Although I just checked and for some reason they ve split it into Cleveland/Non-Cleveland. Shapefiles have a ~2gb size limit, so maybe they exceeded it. They rarely update the OpenData site, but currently it has the most up to date version. The FTP really is the best resource and is a treasure trove of related tax and infrastructure data They have a REST API, but I think you need to request access. They generally don t like to share their toys and I wouldn t really know what to do with access anyway so I never tried. There really isn t much documentation of the data available from the County. Most of what we know is through trial and error and asking specific questions about specific variables directly to the County. We clean the ownership fields (parcel_own and deeded_own) using OpenRefine. This removes a number of spelling errors and multiple names for the same owner (CITY OF CLEVELAND versus CLEVELAND CITY OF). We create an estimate of household units and add a land use categorization based on the tax codes found in the tax_luc and ext_luc fields. I have an R script I use to do some cleaning and to generate our variables. I will package it up with supporting CSV files. 2. Sales Data This came on a CD and I can drop that on the USB. It s a bit messy I also have a cleaner version I will include as CSV. 3. Characteristic Data We haven t touched this in a while.
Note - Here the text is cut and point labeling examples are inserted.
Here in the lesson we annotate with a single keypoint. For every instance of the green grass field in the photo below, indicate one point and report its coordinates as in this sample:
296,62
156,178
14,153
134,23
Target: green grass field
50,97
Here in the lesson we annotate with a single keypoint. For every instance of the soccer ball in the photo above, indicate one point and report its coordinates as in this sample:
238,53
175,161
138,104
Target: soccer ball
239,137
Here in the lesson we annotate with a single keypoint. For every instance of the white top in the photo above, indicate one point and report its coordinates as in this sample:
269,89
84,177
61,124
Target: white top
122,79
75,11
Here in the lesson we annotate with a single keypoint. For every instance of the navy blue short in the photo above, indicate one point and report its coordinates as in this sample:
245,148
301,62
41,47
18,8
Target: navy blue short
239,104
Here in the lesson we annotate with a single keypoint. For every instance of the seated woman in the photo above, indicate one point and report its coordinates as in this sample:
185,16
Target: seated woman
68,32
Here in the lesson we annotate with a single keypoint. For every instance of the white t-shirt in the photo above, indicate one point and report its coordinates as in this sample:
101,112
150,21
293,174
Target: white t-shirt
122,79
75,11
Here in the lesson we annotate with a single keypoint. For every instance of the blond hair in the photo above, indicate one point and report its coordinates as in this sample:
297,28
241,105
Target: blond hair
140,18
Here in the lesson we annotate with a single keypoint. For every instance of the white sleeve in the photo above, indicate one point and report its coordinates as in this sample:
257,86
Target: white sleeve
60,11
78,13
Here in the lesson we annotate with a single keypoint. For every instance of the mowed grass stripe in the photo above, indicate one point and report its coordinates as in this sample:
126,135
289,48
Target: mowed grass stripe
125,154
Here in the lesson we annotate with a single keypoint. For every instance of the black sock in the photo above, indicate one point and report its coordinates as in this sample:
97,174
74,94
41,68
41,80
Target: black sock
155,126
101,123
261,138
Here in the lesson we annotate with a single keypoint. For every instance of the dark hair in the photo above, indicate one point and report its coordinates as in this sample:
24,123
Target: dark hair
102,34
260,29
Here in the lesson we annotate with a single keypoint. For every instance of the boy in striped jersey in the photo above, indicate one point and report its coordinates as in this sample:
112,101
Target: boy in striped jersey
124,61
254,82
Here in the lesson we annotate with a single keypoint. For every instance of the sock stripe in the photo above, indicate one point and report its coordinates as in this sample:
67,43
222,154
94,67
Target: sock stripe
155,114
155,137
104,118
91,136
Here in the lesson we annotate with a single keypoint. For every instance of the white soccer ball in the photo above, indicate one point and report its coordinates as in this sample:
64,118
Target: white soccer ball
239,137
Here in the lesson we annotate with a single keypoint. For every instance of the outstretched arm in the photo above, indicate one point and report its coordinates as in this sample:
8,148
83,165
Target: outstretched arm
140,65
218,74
I need to find where I have it saved and will get that to you as well, with available documentation. Land data is based mainly on land-use of the particular property. Land is divided into parcels of land. Land data is divided mainly by the taxable land use: Residential, Commercial, Industrial, etc. Each taxable land use category has sub-categories that further refine the activities that take place there: single-family residential, commercial food service, heavy manufacturing, etc. All parcels contain ownership data. Residential and Residential Mixed-Use (apartments above shops, for example) contain estimates of living units (also called dwelling units). Commercial and Residential/Commercial Mixed-Use (apartments above shops as well as a building with a variety of uses on different floors) as well as Industrial parcels contain information on square footage (the usable space under roof not just the size of the parcel of land). Data also exists concerning transactions: prior and current ownership, conveyance values, conveyance instruments, dates, etc.

2) People Data Raw data Sources: LODES data can be gather from https://lehd.ces.census.gov/data/lodes/ Meta data Description is in https://lehd.ces.census.gov/data/ For example: For in Index of /data/lodes/lodes5/ak/od See the section: LEHD Origin-Destination Employment Statistics (LODES) Data Description People data is mainly of LODES (LEHD Origin-Destination Employment Statistics) kind. These dataset describes RAC (Residential Area Characteristics), WAC (Work Area Characteristics), OD (Origin- Destination). For people who are living and working in Cleveland: Cleveland working people s demographic RAC Jobs data for residents in a particular area, regardless of if the resident works in the same area or a different area. This includes demographic data on age, income, education level, race, ethnicity, industry of work, and biological sex. WAC Jobs data for workers in a particular area, regardless of if the worker lives in the same area or a different area. This includes demographic data on age, income, education level, race, ethnicity, industry of work, and biological sex. OD RAC + WAC for each worker in Cleveland. A matrix of the relationship between workers home block and their work block, with reduced demographic details. And, what are focusing on MVP is mainly dataset of Cuyahoga County (~1.3 GB size), where these data is of LODES and Parcel Data. Further, the size of data will increase more than ~3 GB. How to access these data? The Property Data comes from the portal/ftp in form of CAMA files. The Sales Data comes from the Fiscal Officer FTP & older historic data from Charlie Post at the Urban College. Also, the Characteristics Data comes from Charlie Post via someone at the County and also from tax assessments every six year.